Clark came in, feeling that the paper was at a crisis, and prepared for almost anything after his Monday morning experience. This was Thursday.
"Clark," said Norman, speaking slowly and carefully, "I have been looking at our advertising columns and have decided to dispense with some of the matter as soon as the contracts run out. I wish you would notify the advertising agent not to solicit or renew the ads that I have marked here."
He handed the paper with the marked places over to Clark, who took it and looked over the columns with a very serious air.
"This will mean a great loss to the NEWS. How long do you think you can keep this sort of thing up?" Clark was astounded at the editor's action and could not understand it.
"Clark, do you think if Jesus was the editor and proprietor of a daily paper in Raymond He would permit advertisements of whiskey and tobacco in it?"

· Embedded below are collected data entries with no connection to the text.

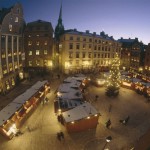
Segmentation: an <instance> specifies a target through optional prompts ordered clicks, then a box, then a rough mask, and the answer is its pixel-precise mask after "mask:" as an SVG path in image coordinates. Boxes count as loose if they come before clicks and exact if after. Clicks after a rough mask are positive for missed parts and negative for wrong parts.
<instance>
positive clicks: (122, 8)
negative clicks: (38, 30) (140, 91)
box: [0, 0, 150, 44]
mask: <svg viewBox="0 0 150 150" xmlns="http://www.w3.org/2000/svg"><path fill="white" fill-rule="evenodd" d="M17 1H18V2H21V3H22V5H23V10H24V18H25V21H26V22H27V23H28V22H31V21H35V20H37V19H41V20H45V21H49V22H51V23H52V25H53V28H55V26H56V24H57V20H58V16H59V10H60V5H61V0H0V7H8V6H11V5H12V4H14V3H15V2H17ZM149 8H150V0H62V18H63V24H64V27H65V29H74V28H76V29H77V30H79V31H85V30H90V32H96V33H97V34H99V33H100V32H101V31H105V33H106V34H108V35H110V36H114V38H115V39H119V38H120V37H123V38H129V37H130V38H135V37H137V38H139V40H140V41H143V43H145V44H148V43H150V9H149Z"/></svg>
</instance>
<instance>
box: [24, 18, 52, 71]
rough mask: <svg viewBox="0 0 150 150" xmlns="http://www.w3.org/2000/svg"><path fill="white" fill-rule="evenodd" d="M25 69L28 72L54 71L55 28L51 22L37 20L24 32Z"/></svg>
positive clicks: (30, 25)
mask: <svg viewBox="0 0 150 150" xmlns="http://www.w3.org/2000/svg"><path fill="white" fill-rule="evenodd" d="M24 48H25V68H26V70H27V71H29V72H30V71H31V72H34V71H37V72H43V71H50V70H52V69H53V28H52V25H51V23H50V22H46V21H42V20H37V21H34V22H30V23H28V24H27V26H26V28H25V32H24Z"/></svg>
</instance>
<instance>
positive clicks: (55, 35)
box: [55, 1, 64, 40]
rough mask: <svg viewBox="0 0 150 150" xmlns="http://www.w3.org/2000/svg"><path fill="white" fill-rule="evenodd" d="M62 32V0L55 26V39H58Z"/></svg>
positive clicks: (62, 27)
mask: <svg viewBox="0 0 150 150" xmlns="http://www.w3.org/2000/svg"><path fill="white" fill-rule="evenodd" d="M63 32H64V26H63V24H62V1H61V6H60V12H59V18H58V23H57V25H56V28H55V38H56V40H59V37H60V35H61V34H63Z"/></svg>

"Well no—I—don't suppose He would. But what has that to do with us? We can't do as He would. Newspapers can't be run on any such basis."
"Why not?" asked Norman quietly.
"Why not? Because they will lose more money than they make, that's all!" Clark spoke out with an irritation that he really felt. "We shall certainly bankrupt the paper with this sort of business policy."
"Do you think so?" Norman asked the question not as if he expected an answer, but simply as if he were talking with himself. After a pause he said:
"You may direct Marks to do as I have said. I believe it is what Christ would do, and as I told you, Clark, that is what I have promised to try to do for a year, regardless of what the results may be to me. I cannot believe that by any kind of reasoning we could reach a conclusion justifying our Lord in the advertisement, in this age, of whiskey and tobacco in a newspaper. There are some other advertisements of a doubtful character I shall study into. Meanwhile, I feel a conviction in regard to these that cannot be silenced."
Clark went back to his desk feeling as if he had been in the presence of a very peculiar person. He could not grasp the meaning of it all. He felt enraged and alarmed. He was sure any such policy would ruin the paper as soon as it became generally known that the editor was trying to do everything by such an absurd moral standard. What would become of business if this standard was adopted? It would upset every custom and introduce endless confusion. It was simply foolishness. It was downright idiocy. So Clark said to himself, and when Marks was informed of the action he seconded the managing editor with some very forcible ejaculations. What was the matter with the chief? Was he insane? Was he going to bankrupt the whole business?
But Edward Norman had not yet faced his most serious problem. When he came down to the office Friday morning he was confronted with the usual program for the Sunday morning edition. The NEWS was one one of the few evening papers in Raymond to issue a Sunday edition, and it had always been remarkably successful financially. There was an average of one page of literary and religious items to thirty or forty pages of sport, theatre, gossip, fashion, society and political material. This made a very interesting magazine of all sorts of reading matter, and had always been welcomed by all the subscribers, church members and all, as a Sunday morning necessity. Edward Norman now faced this fact and put to himself the question: "What would Jesus do?" If He was editor of a paper, would he deliberately plan to put into the homes of all the church people and Christians of Raymond such a collection of reading matter on the one day in the week which ought to be given up to something better holier?